米国防総省は、アラスカのフェアバンクスから南東160km離れているポートグレリにMDの実験基地を建設することにし、近く議会に公式的に予算配分を求める計画だ。

この実験基地は空中で発射され、アラスカに向かって飛んでくる弾道弾迎撃ミサイル(ABM)を地上に配備される迎撃ミサイルで撃墜する実験を実施する場所に利用される。
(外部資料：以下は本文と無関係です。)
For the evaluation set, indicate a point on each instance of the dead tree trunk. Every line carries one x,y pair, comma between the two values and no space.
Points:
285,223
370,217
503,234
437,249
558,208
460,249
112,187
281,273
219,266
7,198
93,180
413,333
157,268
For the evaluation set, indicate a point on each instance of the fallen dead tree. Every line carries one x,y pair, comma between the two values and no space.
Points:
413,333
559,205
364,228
しかし、米国はこの実験基地をMD実験のための使用にとどまらず、10基以下の迎撃ミサイルを全面配備し、敵国が米大陸に向かってミサイルを発射する場合、これに対応するMD基地としても利用する計画だ。

このため、迎撃ミサイルの格納庫とミサイルの貯蔵設備も建設される。

国防総省傘下の弾道弾ミサイル防御機構のスポークスマンのリック・レナ中領は、「MD技術の開発が予定通りに行われるとともに、もし有事の状況となれば、ポートグレリ実験基地がMD基地に利用されるだろう」と述べた。
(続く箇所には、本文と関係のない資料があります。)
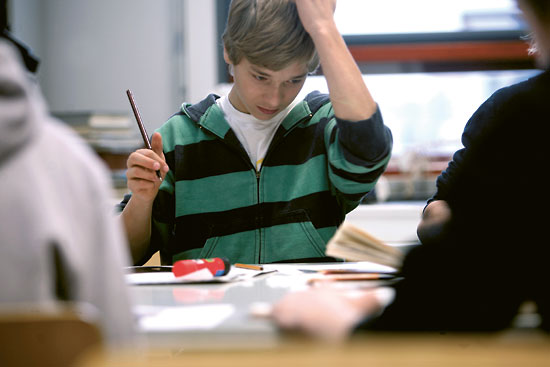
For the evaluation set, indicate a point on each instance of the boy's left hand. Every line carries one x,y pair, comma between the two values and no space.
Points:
314,14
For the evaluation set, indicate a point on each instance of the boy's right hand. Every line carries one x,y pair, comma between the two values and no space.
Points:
142,165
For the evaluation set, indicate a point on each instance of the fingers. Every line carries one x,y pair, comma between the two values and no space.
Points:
141,174
156,144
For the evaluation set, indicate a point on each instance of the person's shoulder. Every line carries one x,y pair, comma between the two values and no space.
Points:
530,87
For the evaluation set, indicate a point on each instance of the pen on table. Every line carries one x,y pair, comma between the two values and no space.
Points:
247,266
140,125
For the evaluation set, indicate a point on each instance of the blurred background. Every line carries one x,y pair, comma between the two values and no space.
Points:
428,63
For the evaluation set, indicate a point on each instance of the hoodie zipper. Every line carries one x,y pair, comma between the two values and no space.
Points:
258,173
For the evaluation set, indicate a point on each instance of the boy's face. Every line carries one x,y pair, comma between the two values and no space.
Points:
262,92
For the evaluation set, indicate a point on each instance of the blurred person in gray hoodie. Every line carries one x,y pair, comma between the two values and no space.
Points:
58,239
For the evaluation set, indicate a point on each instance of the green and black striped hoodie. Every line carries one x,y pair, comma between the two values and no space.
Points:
214,203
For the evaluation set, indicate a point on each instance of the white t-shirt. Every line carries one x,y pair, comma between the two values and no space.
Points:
255,135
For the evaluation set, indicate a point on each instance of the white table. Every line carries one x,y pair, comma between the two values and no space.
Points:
191,316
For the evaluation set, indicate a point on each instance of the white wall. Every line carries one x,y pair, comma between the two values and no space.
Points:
92,51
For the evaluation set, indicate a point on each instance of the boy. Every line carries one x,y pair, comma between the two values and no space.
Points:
257,176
米国防専門家らはこの実験基地が今後、米国のMD体制の実質的な指令塔の役割を果たすものと見ている。

クリントン前政権はMD体制を2004〜2008年頃に配置することを検討していたが、ブッシュ政権はブッシュ大統領の任期が切れる2004年までをめどとした「初歩的」レベルのMD配置案を検討してきた。これを受けて、MDに参加する武器メーカー最大手のボーイング社は、4月末に国防省で実施した特別ブリーフィングで、1段階として2004年3月までアラスカ地域に5基の迎撃ミサイルを配備し、2007年まで迎撃ミサイルを50基まで増やすことを提案している。

国防総省はまだ、MD実験基地の建設にどの程度の予算が必要なのかは明らかにしていない。
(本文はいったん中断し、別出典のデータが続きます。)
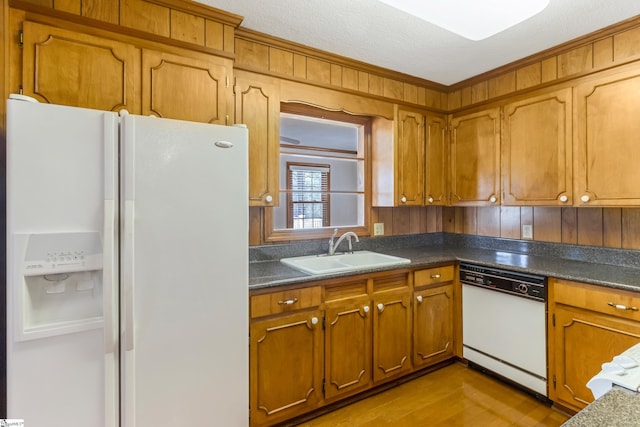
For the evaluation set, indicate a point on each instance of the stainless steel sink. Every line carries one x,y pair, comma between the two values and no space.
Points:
360,260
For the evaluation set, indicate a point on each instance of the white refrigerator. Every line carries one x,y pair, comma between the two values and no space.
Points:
127,270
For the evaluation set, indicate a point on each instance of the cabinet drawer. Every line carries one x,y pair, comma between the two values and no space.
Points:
597,298
430,276
285,301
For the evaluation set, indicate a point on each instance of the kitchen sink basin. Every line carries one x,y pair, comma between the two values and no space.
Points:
323,264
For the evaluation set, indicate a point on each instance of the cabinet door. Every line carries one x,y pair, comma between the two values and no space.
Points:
536,150
391,335
584,340
432,325
285,366
257,101
475,158
68,68
606,133
194,88
409,147
437,161
347,347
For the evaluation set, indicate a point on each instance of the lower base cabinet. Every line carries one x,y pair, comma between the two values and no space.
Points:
588,326
323,341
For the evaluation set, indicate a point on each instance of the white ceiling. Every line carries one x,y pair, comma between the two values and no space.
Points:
377,34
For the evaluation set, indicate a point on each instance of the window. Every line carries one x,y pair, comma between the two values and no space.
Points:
308,195
324,174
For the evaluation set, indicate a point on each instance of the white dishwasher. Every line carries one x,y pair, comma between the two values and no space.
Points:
504,325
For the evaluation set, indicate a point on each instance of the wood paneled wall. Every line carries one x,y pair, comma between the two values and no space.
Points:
604,227
181,21
606,48
265,54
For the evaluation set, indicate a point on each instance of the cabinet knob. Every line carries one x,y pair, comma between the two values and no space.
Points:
621,307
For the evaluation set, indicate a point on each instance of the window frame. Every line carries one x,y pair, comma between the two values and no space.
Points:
282,235
325,191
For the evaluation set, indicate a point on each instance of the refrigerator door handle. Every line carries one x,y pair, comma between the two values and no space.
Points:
127,284
108,278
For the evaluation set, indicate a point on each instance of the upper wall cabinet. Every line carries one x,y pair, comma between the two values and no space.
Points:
68,68
195,88
257,100
606,149
475,158
437,160
536,150
409,158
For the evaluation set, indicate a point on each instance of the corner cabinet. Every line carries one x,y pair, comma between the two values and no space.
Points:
69,68
317,343
536,150
588,326
475,158
285,355
606,153
433,299
409,142
437,161
257,105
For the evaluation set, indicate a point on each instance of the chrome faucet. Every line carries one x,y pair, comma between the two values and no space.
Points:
348,235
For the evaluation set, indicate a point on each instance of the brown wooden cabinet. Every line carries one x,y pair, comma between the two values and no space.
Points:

しかし、アラスカで今年建設工事が行える期間が数週間しか残っていないため、予算要求案の提出を最大限急ぐ計画だとニューヨークタイムズ紙は伝えた。

米国のMD構築に対する国際社会の反対が収まっていない中、米国が事実上MD基地に使われる実験基地の建設に着手することにしたのは、ABM制限条約の改定及び廃棄に対するロシアの同意なしにMDを構築するとの意志を表明したものと受け止められる。

米国が72年、旧ソ連と締結したABM制限条約はMD体制の配備はもちろん、MD実験基地の建設までを禁止している。

アラスカに建設されるMD実験基地が事実上MD基地に使われることが伝えられたことで、米国のMD計画に対するロシアの反発はさらに強まるものと見られる。